State unfazed by criticism of voting machines
By Patrick Parkinson, Park Record 03 August 2005
As the criticism of electronic voting machines builds, Utah officials appear determined to purchase equipment rejected last week by California's secretary of state.
The state's top elections officer, Utah Lieutenant Governor Gary Herbert, is currently meeting with county commissions around Utah to explain why he authorized the purchase of the Diebold touch-screen machines for Utah voters.
In order to comply with requirements of the federal Help America Vote Act of 2002 (HAVA), Utah's 29 counties agreed to allow a ion committee to examine different types of machines and recommend to Herbert how $27 million in state and federal HAVA funds should be spent.
The committee picked Diebold electronic machines, which opponents say can easily be hacked into by someone technologically savvy enough to navigate the Internet.
HAVA was passed in the wake of the 2000 election to ensure more accurate vote counts and access to the polls for the disabled.
"There was a failure rate of about 10 percent, and that's not good enough for the voters of California and not good enough for me," California Secretary of State Bruce McPherson told The Oakland Tribune last Thursday.
Jammed printers and other Diebold seizures reportedly plagued a July 20 mock election in California.
"They can be used to rig elections," said Park City resident Kathy Dopp, a Diebold critic and founder of the organization, Utah Count Votes. "[Diebold] is so easy to hack."
Dopp has all but begged the Summit County Commission to not follow Herbert's lead and to purchase machines she claims are more suitable for conducting elections.

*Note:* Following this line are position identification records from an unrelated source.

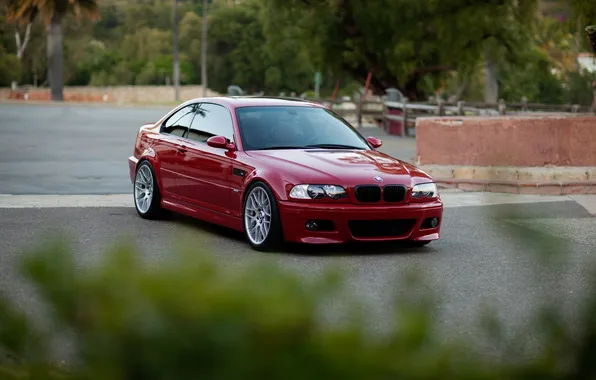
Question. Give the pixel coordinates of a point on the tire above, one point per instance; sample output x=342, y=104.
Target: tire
x=254, y=216
x=419, y=243
x=148, y=207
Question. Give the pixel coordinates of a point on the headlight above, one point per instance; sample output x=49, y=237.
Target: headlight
x=317, y=192
x=425, y=190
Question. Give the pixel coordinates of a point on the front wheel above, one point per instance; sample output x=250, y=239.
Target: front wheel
x=262, y=224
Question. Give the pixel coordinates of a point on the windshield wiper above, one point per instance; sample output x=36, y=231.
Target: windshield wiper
x=282, y=147
x=333, y=146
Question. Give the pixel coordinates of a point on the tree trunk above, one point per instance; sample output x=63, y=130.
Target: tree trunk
x=491, y=89
x=54, y=51
x=204, y=49
x=591, y=33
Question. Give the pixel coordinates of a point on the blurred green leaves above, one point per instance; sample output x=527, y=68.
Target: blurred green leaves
x=194, y=316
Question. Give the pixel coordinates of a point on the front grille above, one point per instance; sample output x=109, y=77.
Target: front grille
x=380, y=228
x=394, y=193
x=367, y=193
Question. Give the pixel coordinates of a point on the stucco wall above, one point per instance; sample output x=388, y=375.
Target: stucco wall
x=507, y=141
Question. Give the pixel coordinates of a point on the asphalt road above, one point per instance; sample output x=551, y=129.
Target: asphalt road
x=83, y=150
x=68, y=149
x=79, y=149
x=475, y=261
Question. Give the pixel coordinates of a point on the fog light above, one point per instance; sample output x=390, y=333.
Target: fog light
x=312, y=225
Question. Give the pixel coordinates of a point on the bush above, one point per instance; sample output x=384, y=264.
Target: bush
x=191, y=318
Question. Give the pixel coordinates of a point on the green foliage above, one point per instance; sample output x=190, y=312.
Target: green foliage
x=403, y=41
x=535, y=80
x=192, y=317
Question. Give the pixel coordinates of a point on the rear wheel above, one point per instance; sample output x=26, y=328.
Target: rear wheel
x=419, y=243
x=146, y=192
x=262, y=224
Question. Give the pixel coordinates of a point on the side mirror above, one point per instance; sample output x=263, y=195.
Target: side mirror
x=374, y=142
x=220, y=142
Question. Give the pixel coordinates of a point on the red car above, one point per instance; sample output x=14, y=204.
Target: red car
x=280, y=170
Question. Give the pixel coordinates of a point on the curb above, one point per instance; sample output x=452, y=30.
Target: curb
x=519, y=187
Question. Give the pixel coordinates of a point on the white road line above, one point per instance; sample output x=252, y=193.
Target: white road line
x=450, y=199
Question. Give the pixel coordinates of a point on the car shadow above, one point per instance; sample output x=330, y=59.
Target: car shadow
x=348, y=249
x=355, y=249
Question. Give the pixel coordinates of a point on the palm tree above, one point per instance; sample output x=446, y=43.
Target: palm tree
x=53, y=12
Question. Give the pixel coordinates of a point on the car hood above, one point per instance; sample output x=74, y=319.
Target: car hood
x=343, y=167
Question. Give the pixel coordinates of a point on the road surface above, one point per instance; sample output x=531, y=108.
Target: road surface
x=47, y=152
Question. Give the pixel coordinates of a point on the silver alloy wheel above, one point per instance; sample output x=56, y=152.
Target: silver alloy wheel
x=143, y=189
x=257, y=215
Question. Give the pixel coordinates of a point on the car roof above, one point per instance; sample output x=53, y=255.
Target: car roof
x=254, y=101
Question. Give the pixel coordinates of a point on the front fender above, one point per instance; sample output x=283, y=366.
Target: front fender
x=278, y=183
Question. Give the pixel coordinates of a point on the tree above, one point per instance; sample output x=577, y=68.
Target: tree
x=53, y=12
x=591, y=33
x=402, y=42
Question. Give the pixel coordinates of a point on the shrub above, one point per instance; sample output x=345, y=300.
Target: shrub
x=189, y=317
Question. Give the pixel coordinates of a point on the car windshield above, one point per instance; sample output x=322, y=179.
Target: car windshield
x=295, y=127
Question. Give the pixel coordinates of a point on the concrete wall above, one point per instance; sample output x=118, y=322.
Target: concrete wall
x=117, y=94
x=527, y=141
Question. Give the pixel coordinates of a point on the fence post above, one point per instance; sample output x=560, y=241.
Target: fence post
x=524, y=104
x=359, y=111
x=404, y=131
x=594, y=97
x=502, y=107
x=441, y=107
x=460, y=108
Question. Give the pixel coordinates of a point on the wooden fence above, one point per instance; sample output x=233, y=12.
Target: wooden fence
x=386, y=113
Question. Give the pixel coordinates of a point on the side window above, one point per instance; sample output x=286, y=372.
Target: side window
x=211, y=120
x=180, y=121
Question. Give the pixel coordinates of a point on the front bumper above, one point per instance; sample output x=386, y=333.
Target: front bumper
x=346, y=222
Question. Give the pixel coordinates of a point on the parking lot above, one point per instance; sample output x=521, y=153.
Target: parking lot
x=58, y=162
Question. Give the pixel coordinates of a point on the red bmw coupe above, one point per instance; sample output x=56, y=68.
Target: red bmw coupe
x=280, y=170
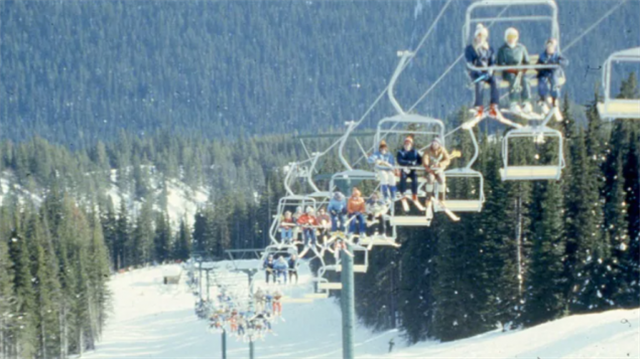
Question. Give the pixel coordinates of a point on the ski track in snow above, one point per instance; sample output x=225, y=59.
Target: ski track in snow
x=151, y=320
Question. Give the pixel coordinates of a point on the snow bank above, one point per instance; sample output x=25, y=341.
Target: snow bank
x=154, y=321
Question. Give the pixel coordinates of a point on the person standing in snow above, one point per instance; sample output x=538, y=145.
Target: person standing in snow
x=259, y=299
x=435, y=160
x=337, y=209
x=277, y=303
x=286, y=227
x=408, y=157
x=325, y=224
x=293, y=268
x=549, y=79
x=357, y=209
x=280, y=268
x=268, y=267
x=481, y=54
x=513, y=53
x=384, y=165
x=308, y=222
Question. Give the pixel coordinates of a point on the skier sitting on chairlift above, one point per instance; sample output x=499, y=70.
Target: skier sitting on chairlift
x=325, y=225
x=409, y=157
x=308, y=222
x=297, y=230
x=435, y=160
x=293, y=268
x=481, y=54
x=549, y=79
x=384, y=164
x=337, y=209
x=513, y=53
x=286, y=227
x=357, y=209
x=268, y=268
x=280, y=267
x=376, y=208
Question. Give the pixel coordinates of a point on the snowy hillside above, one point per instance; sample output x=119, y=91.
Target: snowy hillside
x=151, y=320
x=182, y=200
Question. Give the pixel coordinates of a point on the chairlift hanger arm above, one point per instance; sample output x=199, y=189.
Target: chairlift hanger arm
x=513, y=67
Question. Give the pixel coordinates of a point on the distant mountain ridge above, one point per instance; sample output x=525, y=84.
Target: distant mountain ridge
x=76, y=72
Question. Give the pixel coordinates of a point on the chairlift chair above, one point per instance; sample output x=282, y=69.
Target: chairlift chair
x=467, y=204
x=424, y=126
x=612, y=108
x=361, y=267
x=471, y=20
x=552, y=171
x=285, y=204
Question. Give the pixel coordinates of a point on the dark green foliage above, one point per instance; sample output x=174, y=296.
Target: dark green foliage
x=544, y=298
x=182, y=243
x=58, y=269
x=162, y=239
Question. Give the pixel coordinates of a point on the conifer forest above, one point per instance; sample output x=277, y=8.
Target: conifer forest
x=105, y=105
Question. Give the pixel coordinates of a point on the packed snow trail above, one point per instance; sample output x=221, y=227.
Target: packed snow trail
x=152, y=320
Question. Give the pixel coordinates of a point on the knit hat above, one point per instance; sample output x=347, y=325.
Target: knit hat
x=512, y=31
x=480, y=29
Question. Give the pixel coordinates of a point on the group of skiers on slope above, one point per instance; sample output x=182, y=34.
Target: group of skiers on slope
x=434, y=160
x=513, y=53
x=277, y=268
x=250, y=324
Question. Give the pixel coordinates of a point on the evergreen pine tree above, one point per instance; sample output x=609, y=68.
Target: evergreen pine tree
x=47, y=289
x=162, y=238
x=592, y=248
x=26, y=310
x=7, y=297
x=182, y=242
x=123, y=246
x=544, y=297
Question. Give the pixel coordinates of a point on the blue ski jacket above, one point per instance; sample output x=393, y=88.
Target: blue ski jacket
x=337, y=206
x=378, y=156
x=409, y=158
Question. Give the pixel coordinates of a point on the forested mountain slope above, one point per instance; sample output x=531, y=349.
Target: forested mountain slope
x=78, y=71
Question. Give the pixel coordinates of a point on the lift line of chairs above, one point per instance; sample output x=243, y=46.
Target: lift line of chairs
x=402, y=124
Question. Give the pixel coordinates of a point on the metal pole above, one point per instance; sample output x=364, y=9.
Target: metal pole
x=348, y=305
x=251, y=309
x=200, y=281
x=208, y=295
x=224, y=344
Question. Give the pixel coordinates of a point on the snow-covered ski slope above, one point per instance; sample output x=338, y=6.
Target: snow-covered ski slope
x=152, y=320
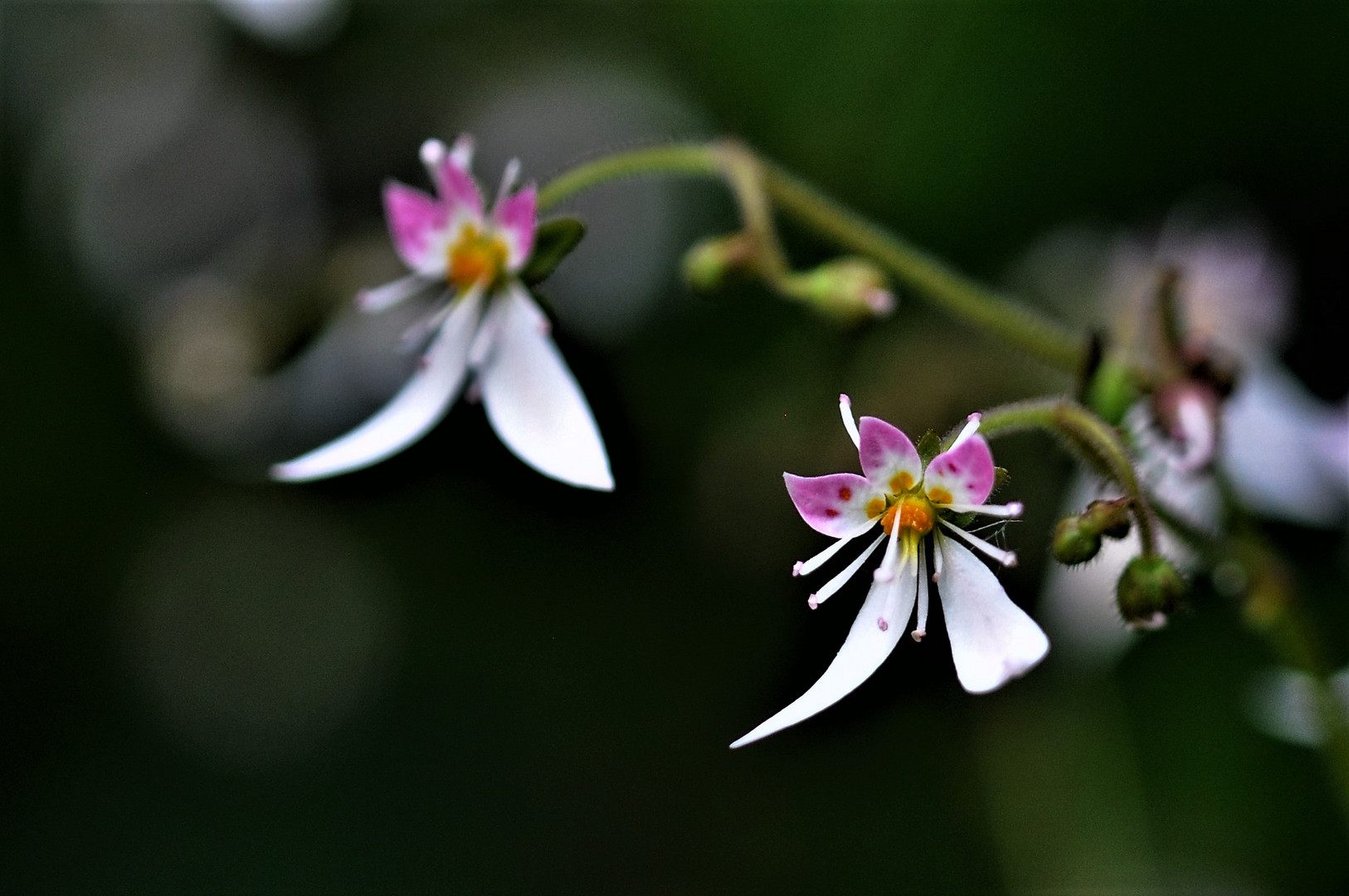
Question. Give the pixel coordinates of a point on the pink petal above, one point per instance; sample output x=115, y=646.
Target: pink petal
x=418, y=226
x=458, y=187
x=887, y=454
x=833, y=505
x=515, y=219
x=961, y=475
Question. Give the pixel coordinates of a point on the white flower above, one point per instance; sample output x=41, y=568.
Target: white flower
x=991, y=639
x=489, y=327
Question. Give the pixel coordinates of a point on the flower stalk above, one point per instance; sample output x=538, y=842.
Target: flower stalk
x=752, y=180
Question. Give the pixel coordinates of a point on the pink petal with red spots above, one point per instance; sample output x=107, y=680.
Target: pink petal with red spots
x=515, y=219
x=887, y=454
x=458, y=187
x=965, y=474
x=833, y=505
x=418, y=227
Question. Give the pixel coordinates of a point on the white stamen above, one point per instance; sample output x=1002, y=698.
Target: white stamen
x=846, y=411
x=432, y=154
x=842, y=577
x=807, y=567
x=461, y=154
x=970, y=428
x=1006, y=512
x=417, y=334
x=509, y=178
x=381, y=297
x=885, y=571
x=1006, y=558
x=920, y=629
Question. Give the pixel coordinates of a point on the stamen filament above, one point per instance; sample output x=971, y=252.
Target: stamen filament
x=1006, y=558
x=806, y=567
x=920, y=629
x=846, y=411
x=970, y=428
x=885, y=571
x=1006, y=512
x=842, y=577
x=381, y=297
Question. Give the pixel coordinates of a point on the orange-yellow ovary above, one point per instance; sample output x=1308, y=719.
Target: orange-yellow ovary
x=475, y=258
x=913, y=513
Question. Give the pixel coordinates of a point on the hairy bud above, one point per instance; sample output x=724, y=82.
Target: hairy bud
x=1073, y=543
x=847, y=289
x=1150, y=590
x=713, y=261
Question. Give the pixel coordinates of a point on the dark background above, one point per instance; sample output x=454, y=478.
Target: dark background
x=448, y=674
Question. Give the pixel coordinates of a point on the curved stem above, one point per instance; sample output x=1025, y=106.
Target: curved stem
x=941, y=285
x=1092, y=437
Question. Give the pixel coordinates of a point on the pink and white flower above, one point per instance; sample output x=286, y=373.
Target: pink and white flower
x=991, y=639
x=489, y=327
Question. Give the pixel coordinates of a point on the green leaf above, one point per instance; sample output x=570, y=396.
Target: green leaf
x=1000, y=478
x=930, y=446
x=553, y=241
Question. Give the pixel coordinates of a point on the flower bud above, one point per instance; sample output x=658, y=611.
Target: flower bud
x=1109, y=519
x=847, y=289
x=1073, y=543
x=1150, y=590
x=711, y=261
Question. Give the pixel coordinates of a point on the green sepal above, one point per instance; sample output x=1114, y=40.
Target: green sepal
x=1112, y=392
x=930, y=446
x=553, y=241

"The Diebolds are the ones with the worst reputation because they've been examined so many times by computer scientists and found to be totally inadequate," she said during an interview Monday. "They've been prohibited from using them in California."
Not only are Diebold machines insecure but they also do not provide an easily verifiable paper trail, Dopp claims.
Additional computer equipment is required to audit the machines' internal paper rolls, however, Diebold has never demonstrated the equipment and state elections officers have not budgeted for the items, Dopp said.
"I've never heard of Diebold actually demonstrating any system to count its paper rolls," she adds.
But paper can be removed from the machines on Election Day and votes counted by hand if discrepancies arise, said Michael Cragun, director of Utah's elections division.
"One ballot could be six feet long, so tell me how you are going to count that by hand," Dopp countered.
Summit County Commissioner Sally Elliott says she will ask Herbert whether the county can receive HAVA money from the state to purchase different voting machines. The County Commission is scheduled to meet with the lieutenant governor in Coalville Aug. 15.
"It would be silly for us to make a decision before we have all the facts," Elliott said. "I'm very concerned with the security of the system and the allegation that it can be manipulated without traces."
Local governments in Utah can purchase whichever machines they choose, however, only Diebold supporters will receive state and federal funding, Cragun said.
"Unless the county puts out [a request for bids] very quickly, they're not going to have other options and they should at least give themselves other options," Dopp said.
According to Cragun, the U.S. Elections Assistance Commission has certified Diebold touch-screens, which cost about $3,200 each.
"We have confidence in our partnership with Diebold," Cragun said, adding that state contracts with the company have not been finalized. "The state plan is the Diebold machines."
But Utah County is conducting is own bid process, he adds.
"In the end, it was the evaluation that Diebold was far and away the best recommendation," Cragun said, adding that polls in the state must be HAVA compliant by January of 2006.
Dopp prefers optical-scan technology rejected by the state, where ballots marked by hand are fed through a computerized counter.
But touch-screen equipment is the most accurate and can provide election returns much quicker than the punch-card ballots currently used in Utah, said David Bear, a Diebold spokesman, adding that roughly 55,000 Diebold machines were used in the U.S. in 2004 without incident.
California is the first state to require and attempt to certify Diebold's paper ballot, Bear said, adding that the company is still working out the bugs.
"[California] ran nearly 11,000 ballots and they had 10 paper jams," he said. "This is a new procedure for the state and a new product for us, but we're working through that."
Diebold officials expect to resubmit the machines for certification in California.
"I'm looking forward, as many legislators are, to getting a report from the lieutenant governor's office on the ion, how it was made, what they were considering and how much it ultimately is going to cost," said state Sen. Dave Thomas, R-South Weber. "I'm taking a wait-and-see approach because I don't have all of the information."